MVSc

Experimental studies were conducted on six calves keeping two as control by oral administration of sodium selenite at the rate of 1.0 mg/kg body weight thrice a week over a period of 24 weeks. Visible signs of toxicity were noticed only from week 13 onwards in experimental animals. The clinical toxicologic signs recorded were anorexia, cachexia, incoordination of gait, increased pulse and respiratory rates, pale and watery mucous membrane, subnormal temperature, cold and clammy skin, lacrimation and respiratory distress followed by recumbency and death. Laboratory evaluation of plasma protein, plasma vitamin A, haemoglobin (Hb), volume of packed red cells (VPRC), total erythrocyte count (TEC), total leucocyte count (TLC) and ascorbic acid level in the blood were carried out at weekely intervals. Since visible signs of toxicity were observed from week 13 onwards, the parameters studied were divided into 2 sets; Ist to 12the weeks (first half) and 13th to 24th weeks (second half) for statistical evaluation of data.

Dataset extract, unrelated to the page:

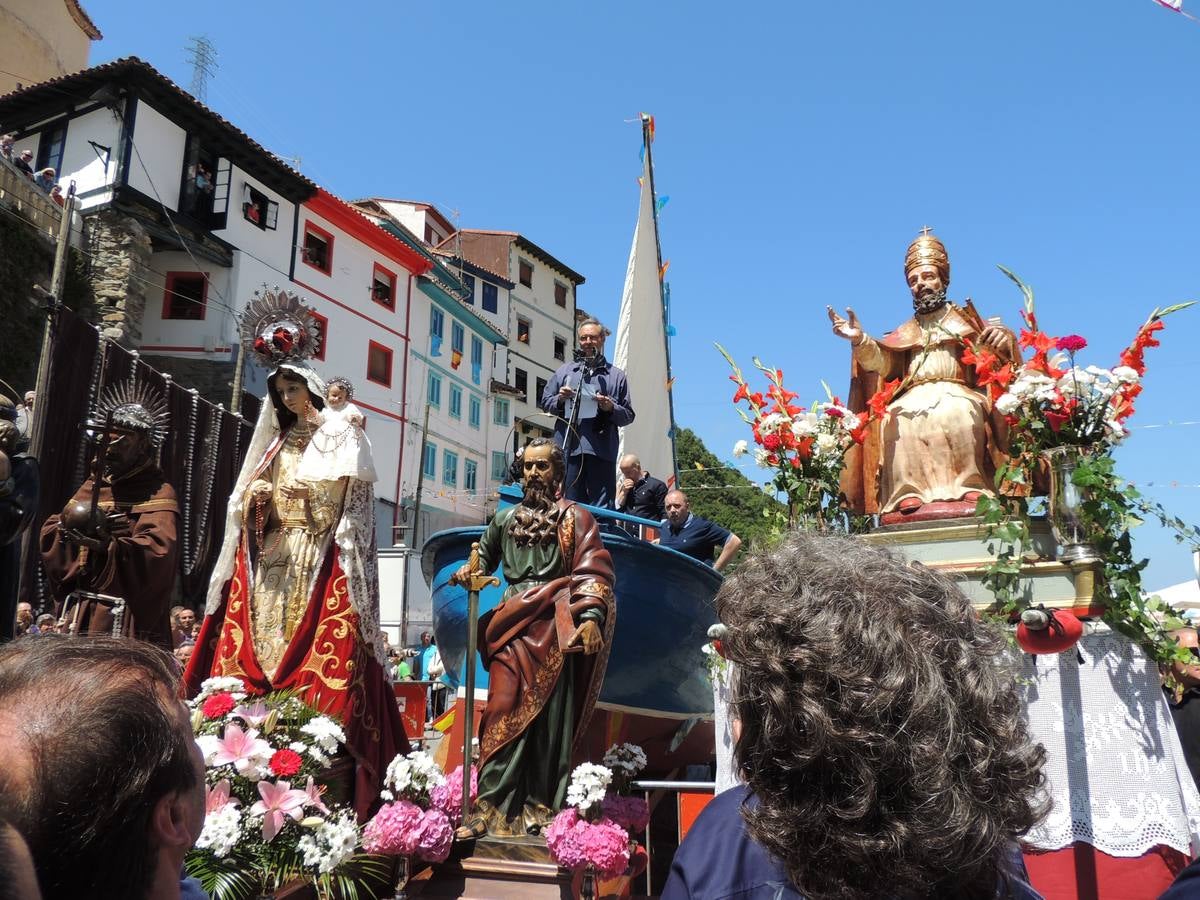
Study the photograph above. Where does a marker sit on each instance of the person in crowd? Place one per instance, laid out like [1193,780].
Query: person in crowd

In experimental animals, significant reduction was observed only in respect of plasma vitamin A (P < 0.01), ascorbic acid level in blood (P < 0.01) and TEC (P < 0.05) during the first half, whereas all the parameters studied showed significant fall (P < 0.01) in the second half. The mean values of plasma protein, plasma vitamin A, haemoglobin, VPRC, TEC, TLC and ascorbic acid level in the blood in experimental animals were 7.53 + 0.09 g/dl, 30.07 + 0.59 µg/dl, 10.28 + 0.11 g/dl. 29.68 + 0.34 %, 5.16 + 0.4 mill.,/cmm, 7243.06 + 66.2 cells/cmm and 223.12 + 3.46 µg/dl respectively. The corresponding values in the control group were 7.77 + 0.07 g/dl, 32.29 + 0.48 µg/dl, 10.08 + 0.06 g/dl, 30.58 + 0.38 %, 5.42 + 0.09 mill./cmm, 7000 + 168.52 cells/ cmm and 274.38 + 1.41 µg/dl. During the second half, the mean values of the above parameters in experimental group were 6.30 + 0.13 g/dl, 22.56 + 0.38 µg/dl, 8.31 + 0.16 g/dl, 25.09 + 0.49%, 4.82 + 0.03 mill./cmm, 5905.62 + 94.14 cells/cmm and 162.32 + 4.8 µg/dl and in the control group were 7.29 + 0.04 g/dl, 32.29 + 0.48 µg/dl, 10.43 + 0.09 g/dl, 31.08 + 0.54 %, 5.58 + 0.09 mill./cmm and 7066.69 + 124.67 cells/cmm and 275.21 + 1.17 µg/dl.
The gross and microscopic pathology of internal organs in experimental animals revealed that liver is the primary organ affected followed by kidneys, heart, gastrointestinal tract and brain. The pathological lesions noticed in the liver were focal haemorrhages, fatty degeneration, centrilobular necrosis and varying degree of fragmention of hepatic cells with congestion and dialatation of capillaries. The lesions in the kidney were focal areas of degeneration, medullary haemorrhages, tubular necrosis, cloudy swelling and fatty changes. Varying degree of degeneration, necrosis and lymphocytic infiltration and replacement fibrosis were observed in the cardiac muscle. Changes noticed in the gastrointestinal tract were oedema, focal areas of haemorrhage and necrosis of the mucosal and submucosal layers.